In tale maniera il legislatore statale interviene in materia urbanistica nel campo dei procedimenti per il rilascio delle concessioni edilizie, con una serie di norme analitiche e di dettaglio che (in sostituzione di precedente disciplina statale applicabile in assenza di legislazione regionale: v. d.l. n. 398 del 1993, convertito in legge n. 493 del 1993) scandiscono le fasi e le cadenze procedimentali degli uffici comunali competenti, prevedendo, altresì, i termini per il rilascio e le conseguenze del decorso del termine, con obblighi per l'amministrazione comunale e regionale, ed in modo particolareggiato l'istituto della denuncia di inizio di attività.

Anche se le anzidette nuove norme statali non hanno alcun effetto abrogativo della preesistente disciplina regionale in materia, tuttavia comportano per le Regioni (così indicate accanto alle Province autonome) un obbligo generico ed indiscriminato di adeguamento ai principi della stessa legge statale, con una sostanziale parificazione della diversa potestà legislativa esclusiva spettante in materia alla Regione ricorrente a statuto speciale.

Nè può ammettersi che con una formula, sia pure di obbligo di adeguamento ai principi della legge statale (costituenti un limite della legislazione per le Regioni ordinarie), si possa interferire per di più intervenendo su un assetto normativo preesistente che ciascuna delle Regioni a statuto speciale si era legittimamente dato in modo completo sulla competenza primaria ed esclusiva in materia urbanistica delle Regioni e delle Province ad autonomia speciale (cfr., nella specie, art. 4 dello statuto di autonomia della Regione Friuli-Venezia Giulia) suscettibile di limiti derivanti da principi generali dell'ordinamento giuridico dello Stato o da norme fondamentali delle riforme economico-sociali.

In altri termini la competenza primaria delle Regioni a statuto speciale non può essere declassata negli stessi limiti più ristretti della competenza concorrente delle Regioni di diritto comune.
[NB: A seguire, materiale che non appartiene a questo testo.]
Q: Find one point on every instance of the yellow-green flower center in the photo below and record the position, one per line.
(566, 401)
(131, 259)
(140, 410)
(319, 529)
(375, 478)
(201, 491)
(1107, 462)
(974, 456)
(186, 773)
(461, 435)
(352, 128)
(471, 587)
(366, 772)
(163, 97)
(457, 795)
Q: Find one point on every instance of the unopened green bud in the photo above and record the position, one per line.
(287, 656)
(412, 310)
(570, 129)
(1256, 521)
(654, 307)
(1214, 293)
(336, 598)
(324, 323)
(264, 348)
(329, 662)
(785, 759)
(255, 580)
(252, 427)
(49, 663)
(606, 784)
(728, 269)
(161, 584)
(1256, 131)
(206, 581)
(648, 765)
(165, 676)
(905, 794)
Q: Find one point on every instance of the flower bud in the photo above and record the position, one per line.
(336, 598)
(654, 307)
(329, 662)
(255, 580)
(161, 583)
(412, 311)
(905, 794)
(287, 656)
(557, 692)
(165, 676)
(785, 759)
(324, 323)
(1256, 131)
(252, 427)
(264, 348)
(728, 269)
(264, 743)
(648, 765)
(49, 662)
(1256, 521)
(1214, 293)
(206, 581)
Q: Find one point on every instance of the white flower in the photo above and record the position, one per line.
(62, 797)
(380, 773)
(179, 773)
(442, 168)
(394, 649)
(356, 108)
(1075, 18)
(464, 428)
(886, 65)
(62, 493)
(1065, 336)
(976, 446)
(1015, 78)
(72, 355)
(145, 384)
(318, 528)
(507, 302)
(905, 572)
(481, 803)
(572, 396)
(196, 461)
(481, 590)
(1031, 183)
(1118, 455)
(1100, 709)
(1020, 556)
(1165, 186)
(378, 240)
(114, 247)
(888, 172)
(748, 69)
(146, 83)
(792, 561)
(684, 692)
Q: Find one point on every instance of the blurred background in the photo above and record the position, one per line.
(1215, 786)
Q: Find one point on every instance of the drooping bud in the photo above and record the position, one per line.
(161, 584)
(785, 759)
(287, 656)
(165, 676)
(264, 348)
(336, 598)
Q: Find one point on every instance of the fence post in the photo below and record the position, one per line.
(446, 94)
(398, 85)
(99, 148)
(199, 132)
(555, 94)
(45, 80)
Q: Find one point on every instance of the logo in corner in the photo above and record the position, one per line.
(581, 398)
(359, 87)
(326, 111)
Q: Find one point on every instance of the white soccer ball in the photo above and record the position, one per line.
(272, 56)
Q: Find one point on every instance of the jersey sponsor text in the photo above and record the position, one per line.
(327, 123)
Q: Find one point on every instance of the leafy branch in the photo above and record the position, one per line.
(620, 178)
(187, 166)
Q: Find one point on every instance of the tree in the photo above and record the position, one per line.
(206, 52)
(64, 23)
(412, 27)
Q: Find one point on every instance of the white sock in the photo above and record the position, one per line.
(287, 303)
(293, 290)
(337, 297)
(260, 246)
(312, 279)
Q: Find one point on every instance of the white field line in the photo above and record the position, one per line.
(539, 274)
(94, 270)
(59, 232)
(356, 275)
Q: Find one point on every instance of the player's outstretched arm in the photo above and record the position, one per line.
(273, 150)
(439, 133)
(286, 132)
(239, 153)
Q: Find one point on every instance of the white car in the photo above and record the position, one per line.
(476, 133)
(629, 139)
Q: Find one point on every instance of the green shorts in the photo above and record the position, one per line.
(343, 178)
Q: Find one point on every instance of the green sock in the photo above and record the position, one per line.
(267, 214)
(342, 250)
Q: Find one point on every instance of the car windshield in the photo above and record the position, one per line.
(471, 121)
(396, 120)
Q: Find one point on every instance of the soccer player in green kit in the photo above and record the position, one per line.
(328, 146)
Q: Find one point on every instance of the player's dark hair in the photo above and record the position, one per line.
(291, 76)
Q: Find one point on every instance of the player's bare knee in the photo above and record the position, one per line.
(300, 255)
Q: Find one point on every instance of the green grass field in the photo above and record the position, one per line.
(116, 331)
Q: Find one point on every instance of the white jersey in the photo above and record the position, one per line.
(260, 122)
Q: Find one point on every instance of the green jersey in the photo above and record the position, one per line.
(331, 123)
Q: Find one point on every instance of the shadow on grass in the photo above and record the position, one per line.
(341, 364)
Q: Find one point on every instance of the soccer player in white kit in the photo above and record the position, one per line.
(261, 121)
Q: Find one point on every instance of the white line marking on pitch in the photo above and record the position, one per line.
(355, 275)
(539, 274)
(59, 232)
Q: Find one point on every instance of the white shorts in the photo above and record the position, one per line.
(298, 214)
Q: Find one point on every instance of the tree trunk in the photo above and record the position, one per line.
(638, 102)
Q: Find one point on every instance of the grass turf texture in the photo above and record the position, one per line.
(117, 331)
3. Sulla base delle predette considerazioni (con riferimento all'art. 4 dello statuto di autonomia della Regione Friuli-Venezia Giulia) il ricorso é fondato con conseguente dichiarazione di illegittimità costituzionale del citato comma 18, limitatamente alla parte in cui prevede l'obbligo di adeguamento anche per le Regioni a statuto speciale e le Province autonome di Trento e Bolzano.

PER QUESTI MOTIVI

LA CORTE COSTITUZIONALE

dichiara l'illegittimità costituzionale dell'art. 4, comma 18, del decreto-legge 5 ottobre 1993, n. 398 (Disposizioni per l'accelerazione degli investimenti a sostegno dell'occupazione e per la semplificazione dei procedimenti in materia edilizia), convertito, con modificazioni, nella legge 4 dicembre 1993, n. 493, come introdotto dall'art. 2, comma 60, della legge 23 dicembre 1996, n. 662 (Misure di razionalizzazione della finanza pubblica), nella parte in cui prevede l'obbligo di adeguamento anche per le Regioni a statuto speciale e le Province autonome di Trento e di Bolzano.

Così deciso in Roma, nella sede della Corte costituzionale, Palazzo della Consulta, il 18 luglio 1997.

Presidente: Renato GRANATA

Redattore: Riccardo CHIEPPA

Depositata in cancelleria il 18 luglio 1997.